[Python-ideas] Python-ideas Digest, Vol 90, Issue 30

Terry Reedy tjreedy at udel.edu
Thu May 22 08:44:52 CEST 2014


On 5/21/2014 6:59 PM, Ned Batchelder wrote:

> If by implementation details, you mean the word "peephole", then let's
> remove it, and simply have a switch that disables all optimization.
> Rather than limiting the future of the optimizer, it will provide an
> escape hatch for people who would rather not have the optimizer's effects.

The presumption of this idea is that there is a proper, canonical 
unoptimized version of 'compiled Python'. For Python there obviously is 
not. For CPython, there is not either. What Raymond has been saying is 
that the output of the CPython compiler is the output of the CPython 
compiler.

Sys.settrace is not intended to mandate. It reports on the operations of 
a particular version of CPython as well as it can with the line number 
table it gets. The existence of the table is not mandated by the 
language definition, but is provided on a best effort basis. Another 
issue on the tracker points out that if an ast is constructed directly, 
and then compiled, then 'source line numbers' has no meaning.

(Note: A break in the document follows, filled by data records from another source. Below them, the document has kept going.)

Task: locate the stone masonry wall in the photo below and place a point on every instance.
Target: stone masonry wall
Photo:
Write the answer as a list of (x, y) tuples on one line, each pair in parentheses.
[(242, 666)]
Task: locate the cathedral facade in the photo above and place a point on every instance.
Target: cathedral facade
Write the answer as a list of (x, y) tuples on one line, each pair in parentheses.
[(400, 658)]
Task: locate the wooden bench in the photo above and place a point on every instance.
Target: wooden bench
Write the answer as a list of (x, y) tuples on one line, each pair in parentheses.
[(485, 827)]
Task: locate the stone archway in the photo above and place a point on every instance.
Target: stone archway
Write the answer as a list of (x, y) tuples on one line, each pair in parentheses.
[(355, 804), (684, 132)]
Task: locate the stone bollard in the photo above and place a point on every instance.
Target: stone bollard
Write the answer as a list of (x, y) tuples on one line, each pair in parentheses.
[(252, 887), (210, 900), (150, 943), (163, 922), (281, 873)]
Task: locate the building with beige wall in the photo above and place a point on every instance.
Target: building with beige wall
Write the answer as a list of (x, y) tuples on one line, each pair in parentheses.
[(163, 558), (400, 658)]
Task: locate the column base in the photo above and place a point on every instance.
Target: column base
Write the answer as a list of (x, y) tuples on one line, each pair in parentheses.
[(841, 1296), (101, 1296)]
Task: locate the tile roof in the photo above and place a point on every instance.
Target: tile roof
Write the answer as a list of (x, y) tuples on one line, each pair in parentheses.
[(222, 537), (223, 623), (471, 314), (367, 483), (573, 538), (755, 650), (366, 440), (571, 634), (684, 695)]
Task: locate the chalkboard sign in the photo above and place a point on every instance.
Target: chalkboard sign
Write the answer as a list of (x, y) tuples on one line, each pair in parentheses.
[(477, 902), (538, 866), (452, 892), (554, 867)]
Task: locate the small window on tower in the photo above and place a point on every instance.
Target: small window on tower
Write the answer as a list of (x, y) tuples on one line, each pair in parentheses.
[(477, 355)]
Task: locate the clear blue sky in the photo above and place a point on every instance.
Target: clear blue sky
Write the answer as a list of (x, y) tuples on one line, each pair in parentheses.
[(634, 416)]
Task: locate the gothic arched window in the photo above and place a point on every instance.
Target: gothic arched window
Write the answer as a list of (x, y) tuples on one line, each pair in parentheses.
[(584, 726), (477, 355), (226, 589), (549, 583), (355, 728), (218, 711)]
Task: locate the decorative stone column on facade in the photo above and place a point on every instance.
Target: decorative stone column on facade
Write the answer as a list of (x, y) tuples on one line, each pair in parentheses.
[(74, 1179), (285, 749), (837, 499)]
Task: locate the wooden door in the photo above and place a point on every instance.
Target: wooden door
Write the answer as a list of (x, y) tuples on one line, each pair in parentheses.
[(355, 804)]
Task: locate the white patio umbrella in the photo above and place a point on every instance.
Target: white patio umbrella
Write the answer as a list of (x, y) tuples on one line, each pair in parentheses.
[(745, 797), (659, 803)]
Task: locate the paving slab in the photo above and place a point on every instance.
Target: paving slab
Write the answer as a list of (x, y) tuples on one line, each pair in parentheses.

When I used coverage (last summer) with tested Idle modules, I could not 
get a reported 100% coverage because coverage counts the body of a final 
"if __name__ == '__main__':" statement. So I had to visually checked 
that those were the only 'uncovered' lines. I do not see doing the same 
for 'uncovered' continue as much different. In either case, coverage 
could leave such lines out of the denominator.